Deep Reinforcement Learning: Multi Agent Continuous Control

Introduction

Trained Agent

The files in this repository implement a DDPQ agent acting in the Reacher environment. The basic idea is that the agent controls a double-jointed arm with the goal of moving it to a moving target location.

This implementation works with two versions of this environment:

  • The first version contains a single agent. This is considered solved when the agent has an average score of +30 over 100 consecutive episodes.
  • The second version contains 20 identical agents, each with its own copy of the environment. This is considered solved when the agents get an average score of +30 (over 100 consecutive episodes, and over all agents).

The shared mechanics of this environment are as follows:

  • Rewards: +0.1 for each time step where the agent's hand is in the goal location.
  • State space: 33 variables (includes position, rotation, velocity, and angular velocities of the arm)
  • Action space: Vector of 4 numbers, corresponding to torque applicable to two joints. Each value in this vector should be between -1 and 1.

The contents in the Continuous_Control.ipynb file solve the second version of this environment.

Getting Started

  1. Clone this repository.

  2. Download the environment from one of the links below. You need only select the environment that matches your operating system:

  3. Place the downloaded file(s) in the folder you cloned this repo to and unzip (or decompress) the file.

  4. Create a Python environment for this project.

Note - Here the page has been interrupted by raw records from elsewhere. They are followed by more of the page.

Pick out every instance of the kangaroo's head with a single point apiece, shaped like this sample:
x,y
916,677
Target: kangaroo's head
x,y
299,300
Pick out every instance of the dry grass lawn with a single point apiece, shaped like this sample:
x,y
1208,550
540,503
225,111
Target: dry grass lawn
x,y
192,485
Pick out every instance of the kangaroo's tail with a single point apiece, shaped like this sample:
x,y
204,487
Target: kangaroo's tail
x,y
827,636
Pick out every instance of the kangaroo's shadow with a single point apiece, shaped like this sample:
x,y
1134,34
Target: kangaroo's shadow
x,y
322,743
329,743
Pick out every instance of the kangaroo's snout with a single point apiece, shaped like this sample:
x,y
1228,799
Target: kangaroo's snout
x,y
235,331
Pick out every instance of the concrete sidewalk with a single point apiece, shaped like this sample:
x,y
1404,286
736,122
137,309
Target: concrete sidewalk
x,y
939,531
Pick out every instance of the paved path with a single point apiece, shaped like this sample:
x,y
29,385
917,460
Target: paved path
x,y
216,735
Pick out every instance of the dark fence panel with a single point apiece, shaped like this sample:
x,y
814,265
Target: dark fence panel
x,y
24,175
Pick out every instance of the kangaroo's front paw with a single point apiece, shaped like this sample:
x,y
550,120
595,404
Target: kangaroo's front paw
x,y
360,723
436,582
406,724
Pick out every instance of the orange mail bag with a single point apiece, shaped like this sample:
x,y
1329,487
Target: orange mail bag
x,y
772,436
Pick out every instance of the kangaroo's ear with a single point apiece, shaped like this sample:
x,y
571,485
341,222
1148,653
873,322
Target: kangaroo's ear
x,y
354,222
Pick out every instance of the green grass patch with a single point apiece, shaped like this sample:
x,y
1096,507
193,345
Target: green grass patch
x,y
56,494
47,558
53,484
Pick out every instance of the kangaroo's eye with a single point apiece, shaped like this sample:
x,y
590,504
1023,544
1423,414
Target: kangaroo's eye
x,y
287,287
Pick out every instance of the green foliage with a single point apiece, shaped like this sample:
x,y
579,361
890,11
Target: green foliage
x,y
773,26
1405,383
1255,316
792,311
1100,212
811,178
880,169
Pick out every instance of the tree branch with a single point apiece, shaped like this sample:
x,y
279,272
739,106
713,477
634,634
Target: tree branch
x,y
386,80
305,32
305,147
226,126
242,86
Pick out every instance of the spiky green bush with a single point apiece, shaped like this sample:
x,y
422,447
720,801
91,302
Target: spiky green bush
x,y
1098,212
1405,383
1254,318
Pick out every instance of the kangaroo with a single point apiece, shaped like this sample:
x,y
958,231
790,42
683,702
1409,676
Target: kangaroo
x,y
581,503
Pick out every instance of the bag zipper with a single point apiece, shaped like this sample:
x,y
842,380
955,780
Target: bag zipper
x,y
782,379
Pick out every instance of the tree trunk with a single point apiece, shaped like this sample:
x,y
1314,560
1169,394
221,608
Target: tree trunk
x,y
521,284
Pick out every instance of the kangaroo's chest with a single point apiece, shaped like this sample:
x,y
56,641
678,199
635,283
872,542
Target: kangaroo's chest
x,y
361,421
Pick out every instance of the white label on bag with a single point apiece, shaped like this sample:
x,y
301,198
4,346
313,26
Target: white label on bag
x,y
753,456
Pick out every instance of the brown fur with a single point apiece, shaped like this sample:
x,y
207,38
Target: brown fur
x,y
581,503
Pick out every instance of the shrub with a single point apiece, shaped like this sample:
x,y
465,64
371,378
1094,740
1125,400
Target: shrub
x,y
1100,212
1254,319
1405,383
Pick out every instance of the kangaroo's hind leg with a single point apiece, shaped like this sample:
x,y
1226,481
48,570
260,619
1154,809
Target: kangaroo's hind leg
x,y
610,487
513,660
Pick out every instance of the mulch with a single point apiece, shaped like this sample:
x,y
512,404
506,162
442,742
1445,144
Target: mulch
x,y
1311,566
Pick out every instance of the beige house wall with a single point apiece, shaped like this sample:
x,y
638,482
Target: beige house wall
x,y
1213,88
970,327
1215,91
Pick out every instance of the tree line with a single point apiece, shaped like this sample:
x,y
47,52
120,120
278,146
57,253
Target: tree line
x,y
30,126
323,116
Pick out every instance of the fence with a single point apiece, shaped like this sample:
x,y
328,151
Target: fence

  5. Activate that environment and install dependencies:

    pip install -r requirements.txt
    

Instructions

  1. Open the Continuous_Control.ipynb notebook and adjust the path to your desired environment file based on its name and where you placed it.

  2. You are ready to start interacting with the environment.

    • Use the cells in sections 1, 2 and 3 to initialize and explore the environment
    • Run the cells in section 4 to train the agent. Feel free to change the hyperparameters in ddpg_agent.py to see if you can improve training.
    • Run the cells in section 5 to test the agent.